Ce moment est une sorte de retour du refoulé. Dans la France moderne, embourgeoisée, il y a un tabou radical de la violence. Alors que la violence a été extrême jusqu’en 62. Mais on n’en veut rien savoir…et les dénis, toujours, refont irruption dans le réel… Le symptôme a toujours un côté théâtral, que j’ai poussé là à bout, aussi par plaisir romanesque.
Votre roman est cyclique : des parties en boucle « Commentaires » et « Roman« . Mais, à mesure de la progression du récit, la partie « commentaire » semble se confondre avec le récit. L’auteur narrateur ne reprend la parole et les réflexions que dans le dernier passage sous une forme élégiaque…
Il y a une certaine porosité entre les deux parties. J’ai eu besoin de mettre des fragments romanesques dans les Commentaires, mais plus sur le mode bouffon, irréaliste, théâtral. On m’en a fait un peu le reproche, comme si je n’étais pas parvenu à maintenir jusqu’au bout le ressassement du narrateur. Mais ces moments de romanesque terribles et burlesques sont aussi des respirations dans un style répétitif qui peut être pesant. C’est aussi des morceaux de réalité contemporaine qui étaient nécessaires pour l’ancrage réel du roman.

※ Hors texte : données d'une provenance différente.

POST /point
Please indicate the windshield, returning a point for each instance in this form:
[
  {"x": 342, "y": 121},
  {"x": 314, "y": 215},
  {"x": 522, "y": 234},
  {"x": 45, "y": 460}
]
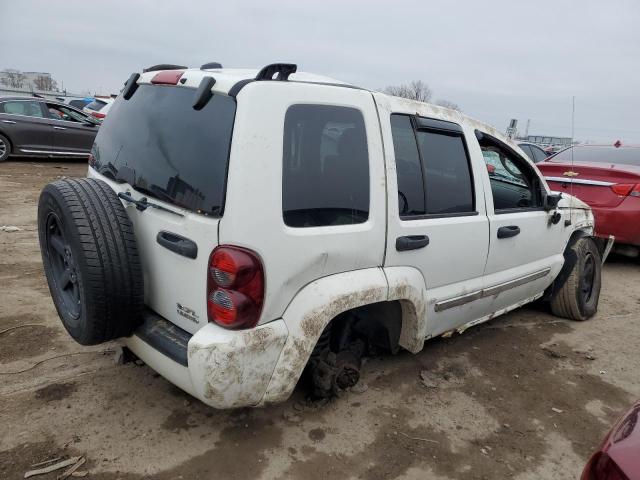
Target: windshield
[
  {"x": 626, "y": 156},
  {"x": 171, "y": 151}
]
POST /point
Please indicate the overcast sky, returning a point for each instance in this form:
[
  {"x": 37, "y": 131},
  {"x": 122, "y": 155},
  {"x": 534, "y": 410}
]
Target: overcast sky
[{"x": 496, "y": 59}]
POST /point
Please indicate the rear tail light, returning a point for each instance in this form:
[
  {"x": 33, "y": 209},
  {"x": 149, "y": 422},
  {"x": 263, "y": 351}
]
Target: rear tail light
[
  {"x": 235, "y": 287},
  {"x": 601, "y": 467},
  {"x": 626, "y": 189},
  {"x": 167, "y": 77}
]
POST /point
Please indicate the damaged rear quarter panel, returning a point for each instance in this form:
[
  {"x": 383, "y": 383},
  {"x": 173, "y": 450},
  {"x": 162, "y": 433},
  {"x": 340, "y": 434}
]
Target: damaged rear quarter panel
[{"x": 232, "y": 368}]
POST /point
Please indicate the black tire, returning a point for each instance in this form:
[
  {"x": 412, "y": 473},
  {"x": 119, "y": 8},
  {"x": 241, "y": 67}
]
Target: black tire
[
  {"x": 5, "y": 148},
  {"x": 578, "y": 298},
  {"x": 90, "y": 259}
]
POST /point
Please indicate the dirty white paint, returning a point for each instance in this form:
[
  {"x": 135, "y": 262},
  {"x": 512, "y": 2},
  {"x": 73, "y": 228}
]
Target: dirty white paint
[{"x": 231, "y": 368}]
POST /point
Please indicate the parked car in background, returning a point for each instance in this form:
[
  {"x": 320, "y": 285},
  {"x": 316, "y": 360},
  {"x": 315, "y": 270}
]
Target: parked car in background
[
  {"x": 78, "y": 103},
  {"x": 617, "y": 458},
  {"x": 99, "y": 107},
  {"x": 607, "y": 177},
  {"x": 533, "y": 151},
  {"x": 31, "y": 126}
]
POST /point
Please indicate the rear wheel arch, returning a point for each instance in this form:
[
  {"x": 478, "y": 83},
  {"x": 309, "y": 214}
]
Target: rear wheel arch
[{"x": 397, "y": 307}]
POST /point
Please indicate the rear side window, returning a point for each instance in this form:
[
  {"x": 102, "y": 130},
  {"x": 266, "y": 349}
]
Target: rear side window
[
  {"x": 325, "y": 175},
  {"x": 161, "y": 146},
  {"x": 411, "y": 193},
  {"x": 432, "y": 161},
  {"x": 22, "y": 107},
  {"x": 78, "y": 103}
]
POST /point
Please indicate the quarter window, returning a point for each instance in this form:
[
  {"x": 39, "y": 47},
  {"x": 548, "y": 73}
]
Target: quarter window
[
  {"x": 325, "y": 166},
  {"x": 432, "y": 165},
  {"x": 22, "y": 107}
]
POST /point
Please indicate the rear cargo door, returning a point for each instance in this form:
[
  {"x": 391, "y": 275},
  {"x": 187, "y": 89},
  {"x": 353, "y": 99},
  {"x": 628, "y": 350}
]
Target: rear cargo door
[{"x": 156, "y": 146}]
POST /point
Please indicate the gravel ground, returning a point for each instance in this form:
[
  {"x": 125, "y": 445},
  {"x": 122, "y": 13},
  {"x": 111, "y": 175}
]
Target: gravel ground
[{"x": 525, "y": 396}]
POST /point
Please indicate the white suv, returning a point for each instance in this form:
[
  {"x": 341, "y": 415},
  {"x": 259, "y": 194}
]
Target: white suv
[{"x": 239, "y": 227}]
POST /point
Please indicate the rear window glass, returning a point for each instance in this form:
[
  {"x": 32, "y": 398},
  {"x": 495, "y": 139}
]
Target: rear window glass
[
  {"x": 164, "y": 148},
  {"x": 325, "y": 166},
  {"x": 96, "y": 105},
  {"x": 627, "y": 156}
]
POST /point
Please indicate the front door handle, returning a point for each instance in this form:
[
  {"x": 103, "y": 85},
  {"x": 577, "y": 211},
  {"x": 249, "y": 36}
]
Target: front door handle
[
  {"x": 507, "y": 232},
  {"x": 411, "y": 242}
]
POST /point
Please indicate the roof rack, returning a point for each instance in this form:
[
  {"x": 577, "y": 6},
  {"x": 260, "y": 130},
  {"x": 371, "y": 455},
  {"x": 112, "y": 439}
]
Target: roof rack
[
  {"x": 277, "y": 71},
  {"x": 210, "y": 65},
  {"x": 163, "y": 66}
]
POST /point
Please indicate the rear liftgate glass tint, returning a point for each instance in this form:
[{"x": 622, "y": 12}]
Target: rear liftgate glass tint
[
  {"x": 177, "y": 154},
  {"x": 325, "y": 166}
]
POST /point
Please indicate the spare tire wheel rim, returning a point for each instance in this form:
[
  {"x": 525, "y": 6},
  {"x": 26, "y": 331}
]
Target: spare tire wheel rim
[
  {"x": 588, "y": 278},
  {"x": 63, "y": 269}
]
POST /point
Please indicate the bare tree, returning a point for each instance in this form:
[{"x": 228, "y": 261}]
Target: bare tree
[
  {"x": 13, "y": 78},
  {"x": 45, "y": 83},
  {"x": 448, "y": 104},
  {"x": 416, "y": 90}
]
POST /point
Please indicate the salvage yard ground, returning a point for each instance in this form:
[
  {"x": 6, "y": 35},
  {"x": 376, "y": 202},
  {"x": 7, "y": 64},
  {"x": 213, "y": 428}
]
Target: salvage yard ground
[{"x": 525, "y": 396}]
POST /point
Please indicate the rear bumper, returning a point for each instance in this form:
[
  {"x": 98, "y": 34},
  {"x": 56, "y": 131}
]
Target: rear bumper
[
  {"x": 623, "y": 221},
  {"x": 223, "y": 368}
]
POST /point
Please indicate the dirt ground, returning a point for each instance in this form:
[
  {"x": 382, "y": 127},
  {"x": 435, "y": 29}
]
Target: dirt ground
[{"x": 525, "y": 396}]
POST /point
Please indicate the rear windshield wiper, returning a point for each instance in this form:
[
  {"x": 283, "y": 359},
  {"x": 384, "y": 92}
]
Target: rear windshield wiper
[{"x": 143, "y": 203}]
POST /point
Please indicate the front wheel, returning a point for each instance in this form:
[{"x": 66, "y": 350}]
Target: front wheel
[{"x": 578, "y": 298}]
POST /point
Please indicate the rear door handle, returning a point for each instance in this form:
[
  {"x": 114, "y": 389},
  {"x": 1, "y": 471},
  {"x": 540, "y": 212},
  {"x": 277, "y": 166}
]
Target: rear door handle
[
  {"x": 411, "y": 242},
  {"x": 178, "y": 244},
  {"x": 507, "y": 232}
]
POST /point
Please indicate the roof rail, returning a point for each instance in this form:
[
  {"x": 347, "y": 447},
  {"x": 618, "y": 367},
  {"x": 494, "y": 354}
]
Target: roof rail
[
  {"x": 163, "y": 66},
  {"x": 283, "y": 70},
  {"x": 209, "y": 65}
]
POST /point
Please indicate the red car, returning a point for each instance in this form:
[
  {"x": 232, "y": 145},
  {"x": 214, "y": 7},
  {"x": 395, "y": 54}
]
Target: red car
[
  {"x": 618, "y": 458},
  {"x": 608, "y": 179}
]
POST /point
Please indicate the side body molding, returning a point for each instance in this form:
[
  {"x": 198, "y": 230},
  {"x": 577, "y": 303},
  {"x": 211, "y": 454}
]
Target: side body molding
[{"x": 309, "y": 313}]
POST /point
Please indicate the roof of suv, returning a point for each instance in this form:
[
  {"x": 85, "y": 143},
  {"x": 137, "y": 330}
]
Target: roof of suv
[{"x": 226, "y": 78}]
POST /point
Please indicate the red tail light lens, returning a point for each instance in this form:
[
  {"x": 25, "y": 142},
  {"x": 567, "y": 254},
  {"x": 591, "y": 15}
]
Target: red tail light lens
[
  {"x": 626, "y": 189},
  {"x": 235, "y": 287}
]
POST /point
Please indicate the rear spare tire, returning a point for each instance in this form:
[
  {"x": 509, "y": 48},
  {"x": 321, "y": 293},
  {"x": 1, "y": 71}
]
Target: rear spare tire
[
  {"x": 578, "y": 297},
  {"x": 90, "y": 259}
]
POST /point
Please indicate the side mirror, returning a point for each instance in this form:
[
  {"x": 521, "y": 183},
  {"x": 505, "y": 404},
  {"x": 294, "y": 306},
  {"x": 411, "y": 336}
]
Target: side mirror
[{"x": 551, "y": 201}]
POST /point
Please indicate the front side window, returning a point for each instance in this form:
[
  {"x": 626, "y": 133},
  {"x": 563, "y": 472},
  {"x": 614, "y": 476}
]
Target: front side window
[
  {"x": 325, "y": 174},
  {"x": 432, "y": 165},
  {"x": 22, "y": 107},
  {"x": 514, "y": 184}
]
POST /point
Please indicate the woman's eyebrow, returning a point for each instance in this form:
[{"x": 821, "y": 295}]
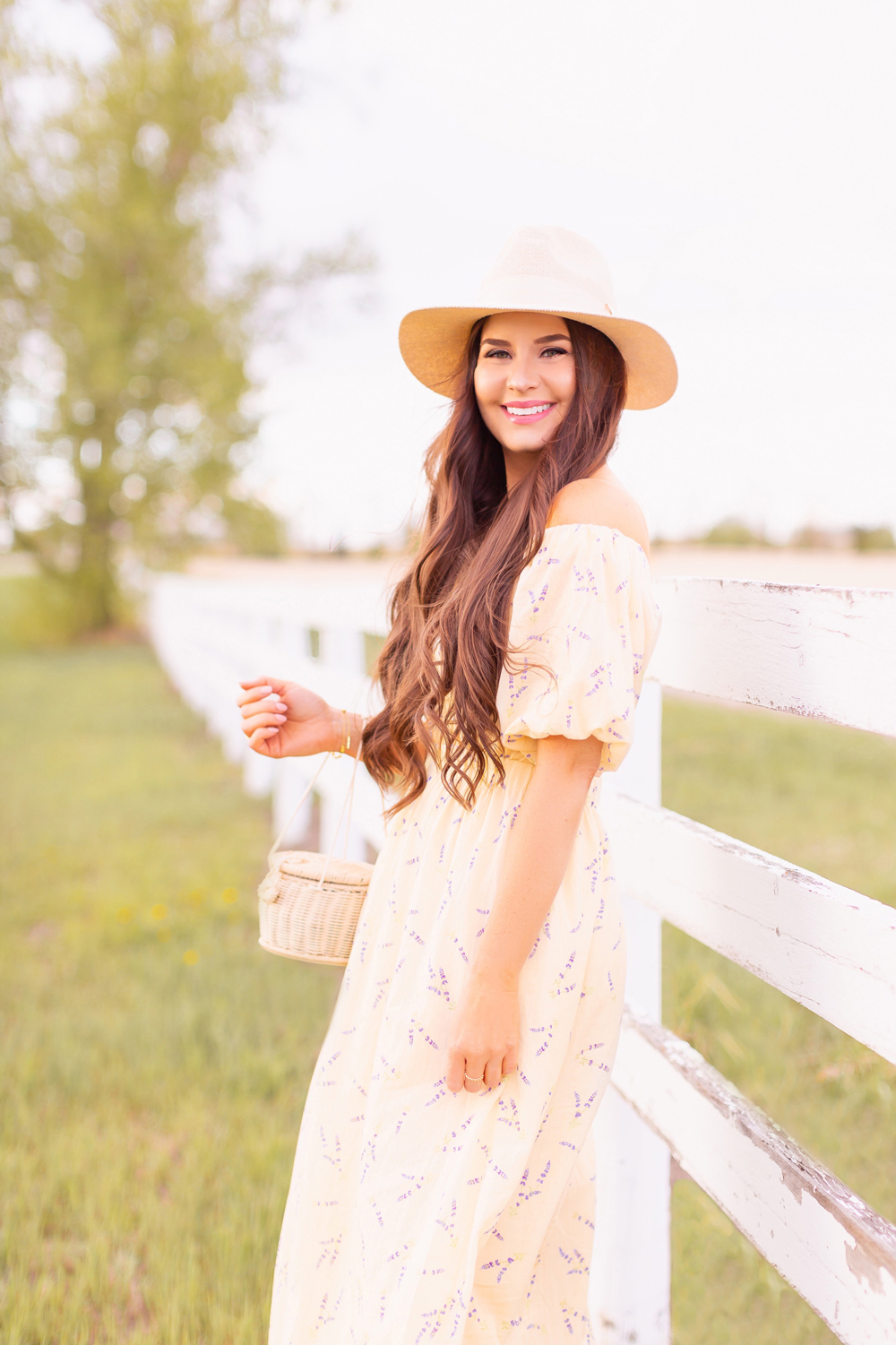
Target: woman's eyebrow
[{"x": 539, "y": 341}]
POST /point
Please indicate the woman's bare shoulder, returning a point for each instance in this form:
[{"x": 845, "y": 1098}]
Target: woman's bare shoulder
[{"x": 601, "y": 499}]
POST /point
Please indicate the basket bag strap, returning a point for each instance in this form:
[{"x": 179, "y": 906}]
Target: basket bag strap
[{"x": 346, "y": 803}]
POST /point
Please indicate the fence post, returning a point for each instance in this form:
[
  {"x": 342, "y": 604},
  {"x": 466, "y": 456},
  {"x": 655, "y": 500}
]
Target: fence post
[{"x": 630, "y": 1272}]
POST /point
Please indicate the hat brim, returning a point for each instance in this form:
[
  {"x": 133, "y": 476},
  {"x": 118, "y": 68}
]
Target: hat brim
[{"x": 432, "y": 342}]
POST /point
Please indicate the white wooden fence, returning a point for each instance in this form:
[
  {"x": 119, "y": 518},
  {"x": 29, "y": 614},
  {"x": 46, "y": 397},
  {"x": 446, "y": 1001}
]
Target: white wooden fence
[{"x": 823, "y": 652}]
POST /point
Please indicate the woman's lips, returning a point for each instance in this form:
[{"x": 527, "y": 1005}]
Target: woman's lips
[{"x": 525, "y": 413}]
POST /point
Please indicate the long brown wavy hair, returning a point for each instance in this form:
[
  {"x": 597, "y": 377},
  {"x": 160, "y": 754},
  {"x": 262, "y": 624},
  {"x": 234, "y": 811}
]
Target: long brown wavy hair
[{"x": 440, "y": 666}]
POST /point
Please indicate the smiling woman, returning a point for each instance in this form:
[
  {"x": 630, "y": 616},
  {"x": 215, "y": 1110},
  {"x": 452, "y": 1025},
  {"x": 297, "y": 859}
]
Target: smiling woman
[{"x": 442, "y": 1184}]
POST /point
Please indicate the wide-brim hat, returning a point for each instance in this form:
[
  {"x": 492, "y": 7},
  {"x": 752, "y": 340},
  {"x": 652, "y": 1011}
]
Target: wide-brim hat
[{"x": 541, "y": 271}]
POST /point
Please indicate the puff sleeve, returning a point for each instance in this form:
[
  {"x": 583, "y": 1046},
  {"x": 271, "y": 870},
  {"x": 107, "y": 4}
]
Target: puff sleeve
[{"x": 582, "y": 625}]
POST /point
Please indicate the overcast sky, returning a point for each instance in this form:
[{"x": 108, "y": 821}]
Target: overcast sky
[{"x": 735, "y": 164}]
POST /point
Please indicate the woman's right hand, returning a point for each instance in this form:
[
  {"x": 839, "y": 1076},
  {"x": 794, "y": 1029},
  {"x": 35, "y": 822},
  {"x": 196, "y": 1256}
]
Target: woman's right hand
[{"x": 283, "y": 719}]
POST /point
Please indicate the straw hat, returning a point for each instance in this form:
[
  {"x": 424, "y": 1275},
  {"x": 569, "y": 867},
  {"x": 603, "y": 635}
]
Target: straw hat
[{"x": 541, "y": 271}]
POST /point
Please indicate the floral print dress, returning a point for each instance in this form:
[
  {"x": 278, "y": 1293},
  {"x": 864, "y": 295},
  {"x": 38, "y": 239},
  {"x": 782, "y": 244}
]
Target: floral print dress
[{"x": 416, "y": 1215}]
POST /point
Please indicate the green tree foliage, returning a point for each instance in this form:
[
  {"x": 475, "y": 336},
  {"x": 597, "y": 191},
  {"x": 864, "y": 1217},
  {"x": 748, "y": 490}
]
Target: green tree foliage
[{"x": 115, "y": 328}]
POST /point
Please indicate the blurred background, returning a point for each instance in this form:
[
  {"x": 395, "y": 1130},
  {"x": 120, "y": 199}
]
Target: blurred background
[{"x": 212, "y": 214}]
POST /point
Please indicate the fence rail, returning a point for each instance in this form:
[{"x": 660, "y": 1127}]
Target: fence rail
[{"x": 823, "y": 652}]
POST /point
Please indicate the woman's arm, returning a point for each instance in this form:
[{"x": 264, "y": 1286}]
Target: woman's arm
[
  {"x": 485, "y": 1040},
  {"x": 283, "y": 719}
]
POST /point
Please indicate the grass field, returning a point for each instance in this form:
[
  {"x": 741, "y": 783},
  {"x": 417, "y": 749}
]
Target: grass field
[{"x": 153, "y": 1060}]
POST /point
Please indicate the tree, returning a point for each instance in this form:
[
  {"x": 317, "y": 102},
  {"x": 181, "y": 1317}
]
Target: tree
[{"x": 128, "y": 359}]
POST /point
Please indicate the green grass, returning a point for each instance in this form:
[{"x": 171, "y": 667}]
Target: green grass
[
  {"x": 150, "y": 1105},
  {"x": 823, "y": 798},
  {"x": 153, "y": 1060}
]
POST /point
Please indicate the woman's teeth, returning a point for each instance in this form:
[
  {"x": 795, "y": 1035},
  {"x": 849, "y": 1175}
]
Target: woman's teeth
[{"x": 529, "y": 410}]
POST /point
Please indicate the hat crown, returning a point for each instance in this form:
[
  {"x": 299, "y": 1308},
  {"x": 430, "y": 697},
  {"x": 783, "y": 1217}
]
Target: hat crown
[{"x": 550, "y": 268}]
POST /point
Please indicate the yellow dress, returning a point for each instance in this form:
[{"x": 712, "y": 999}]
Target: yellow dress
[{"x": 416, "y": 1215}]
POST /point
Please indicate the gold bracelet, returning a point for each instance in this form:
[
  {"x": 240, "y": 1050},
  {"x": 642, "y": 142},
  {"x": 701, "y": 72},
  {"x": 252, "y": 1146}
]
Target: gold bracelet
[{"x": 345, "y": 746}]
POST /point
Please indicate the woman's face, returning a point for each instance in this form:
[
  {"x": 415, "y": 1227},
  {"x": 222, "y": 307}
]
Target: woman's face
[{"x": 525, "y": 380}]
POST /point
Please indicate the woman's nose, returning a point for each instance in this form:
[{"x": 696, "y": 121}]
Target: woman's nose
[{"x": 522, "y": 377}]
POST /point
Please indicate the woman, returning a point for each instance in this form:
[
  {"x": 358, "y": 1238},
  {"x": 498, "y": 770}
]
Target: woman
[{"x": 442, "y": 1181}]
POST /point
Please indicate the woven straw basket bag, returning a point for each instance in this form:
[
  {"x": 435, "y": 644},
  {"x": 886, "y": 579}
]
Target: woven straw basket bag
[{"x": 308, "y": 904}]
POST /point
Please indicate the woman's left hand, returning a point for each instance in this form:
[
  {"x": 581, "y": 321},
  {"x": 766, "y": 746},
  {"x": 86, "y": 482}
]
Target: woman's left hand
[{"x": 485, "y": 1040}]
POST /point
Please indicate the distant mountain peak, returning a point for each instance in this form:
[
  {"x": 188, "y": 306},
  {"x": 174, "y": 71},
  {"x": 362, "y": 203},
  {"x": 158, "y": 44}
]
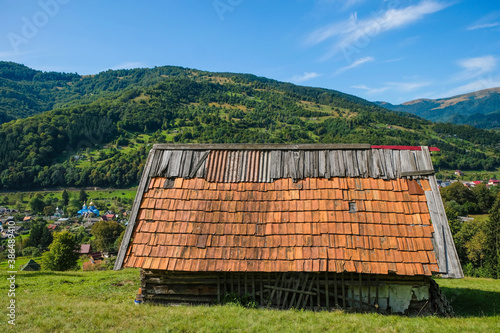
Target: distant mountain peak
[{"x": 479, "y": 108}]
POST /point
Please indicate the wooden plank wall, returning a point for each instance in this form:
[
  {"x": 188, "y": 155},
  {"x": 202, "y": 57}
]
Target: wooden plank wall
[
  {"x": 275, "y": 290},
  {"x": 268, "y": 165}
]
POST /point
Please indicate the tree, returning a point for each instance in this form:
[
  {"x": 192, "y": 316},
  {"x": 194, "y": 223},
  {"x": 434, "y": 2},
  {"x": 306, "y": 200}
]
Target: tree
[
  {"x": 71, "y": 211},
  {"x": 65, "y": 198},
  {"x": 48, "y": 210},
  {"x": 106, "y": 233},
  {"x": 37, "y": 205},
  {"x": 63, "y": 253},
  {"x": 40, "y": 236},
  {"x": 484, "y": 197},
  {"x": 83, "y": 196},
  {"x": 458, "y": 192}
]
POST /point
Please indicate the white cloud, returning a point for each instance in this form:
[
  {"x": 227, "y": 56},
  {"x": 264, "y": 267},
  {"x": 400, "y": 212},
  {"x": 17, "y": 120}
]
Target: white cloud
[
  {"x": 393, "y": 60},
  {"x": 484, "y": 26},
  {"x": 13, "y": 54},
  {"x": 356, "y": 33},
  {"x": 395, "y": 86},
  {"x": 356, "y": 63},
  {"x": 305, "y": 77},
  {"x": 344, "y": 4},
  {"x": 407, "y": 86},
  {"x": 474, "y": 67},
  {"x": 128, "y": 65}
]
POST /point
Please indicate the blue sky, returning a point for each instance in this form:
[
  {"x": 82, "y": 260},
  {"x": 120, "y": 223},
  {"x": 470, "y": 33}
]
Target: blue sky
[{"x": 394, "y": 50}]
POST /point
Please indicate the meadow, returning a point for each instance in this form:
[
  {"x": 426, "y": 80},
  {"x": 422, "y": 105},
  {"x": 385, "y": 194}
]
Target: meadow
[{"x": 103, "y": 301}]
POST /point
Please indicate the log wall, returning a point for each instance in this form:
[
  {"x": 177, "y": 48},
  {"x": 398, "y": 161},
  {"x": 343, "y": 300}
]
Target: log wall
[{"x": 348, "y": 291}]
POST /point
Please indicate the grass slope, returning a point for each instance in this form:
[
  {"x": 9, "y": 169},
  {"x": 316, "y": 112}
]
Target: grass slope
[{"x": 103, "y": 302}]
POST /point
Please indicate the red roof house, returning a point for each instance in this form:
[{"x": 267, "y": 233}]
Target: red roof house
[{"x": 291, "y": 225}]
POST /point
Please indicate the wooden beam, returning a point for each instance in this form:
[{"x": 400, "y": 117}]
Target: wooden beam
[
  {"x": 417, "y": 173},
  {"x": 143, "y": 184},
  {"x": 252, "y": 146},
  {"x": 290, "y": 290}
]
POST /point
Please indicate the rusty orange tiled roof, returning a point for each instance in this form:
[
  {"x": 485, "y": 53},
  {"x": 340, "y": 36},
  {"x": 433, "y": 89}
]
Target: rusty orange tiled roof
[
  {"x": 301, "y": 208},
  {"x": 310, "y": 225}
]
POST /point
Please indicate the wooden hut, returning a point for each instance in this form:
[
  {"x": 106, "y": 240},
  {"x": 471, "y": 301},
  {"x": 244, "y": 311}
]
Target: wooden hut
[{"x": 292, "y": 226}]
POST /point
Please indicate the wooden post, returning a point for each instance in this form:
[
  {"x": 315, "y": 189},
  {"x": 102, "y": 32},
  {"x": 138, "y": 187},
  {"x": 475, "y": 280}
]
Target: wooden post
[
  {"x": 352, "y": 291},
  {"x": 218, "y": 289},
  {"x": 306, "y": 277},
  {"x": 319, "y": 286},
  {"x": 327, "y": 294},
  {"x": 369, "y": 292},
  {"x": 343, "y": 292},
  {"x": 360, "y": 292},
  {"x": 335, "y": 275},
  {"x": 253, "y": 286},
  {"x": 246, "y": 283},
  {"x": 261, "y": 290}
]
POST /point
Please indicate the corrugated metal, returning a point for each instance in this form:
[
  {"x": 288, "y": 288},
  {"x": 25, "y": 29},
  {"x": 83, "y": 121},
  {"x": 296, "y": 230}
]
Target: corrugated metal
[{"x": 268, "y": 165}]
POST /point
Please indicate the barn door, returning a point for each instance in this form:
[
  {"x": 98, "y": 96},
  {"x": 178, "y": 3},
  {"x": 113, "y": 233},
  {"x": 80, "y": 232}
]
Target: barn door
[{"x": 292, "y": 290}]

Le roman se veut aussi un essai satirique sur bien des aspects touchant à la subtilité de la langue. Réflexion sur la Race, la polysémie du mot «sang», les concepts référant à l’art de la guerre qui a ses techniques sophistiquées, ses écoles, ses manuels…
La langue est mon grand amour, et aussi un des principaux de cette communauté que nous formons, Français, et francophones. Nous avons un attachement un peu maladif à cette langue, et aux œuvres qui furent écrites avec elle. Du coup, l’art français de la guerre se déploie aussi sur ce champ là. Et puis qu’un roman explique que tout est langue, c’est normal…
Se veut-il également un regard critique sur l’actualité politique de la France de ces années 2000 en même temps qu’il plonge dans les racines de son passé ?
Bien sûr. Le monde français contemporain est coincé, bloqué, stressé, angoissé, violent, et sans issue… je cherche une issue, par la compréhension, par le récit, par l’esthétique. Nous sommes agis par des fantômes que nous ne comprenons pas. J’essaie de mettre ces fantômes en pleine lumière. La lumière fait disparaître les fantômes, dit-on.
Entretien réalisé par Rachid Mokhtari
Bio express d’Alexis Jenni
Né en 1963 à Lyon, Alexis Jenni reçoit le prix Goncourt 2011 pour son premier roman publié,L’Art français de la guerre. Titulaire d’une agrégation, il exerce en tant que professeur de sciences de la vie et de la Terre dans un lycée de Lyon.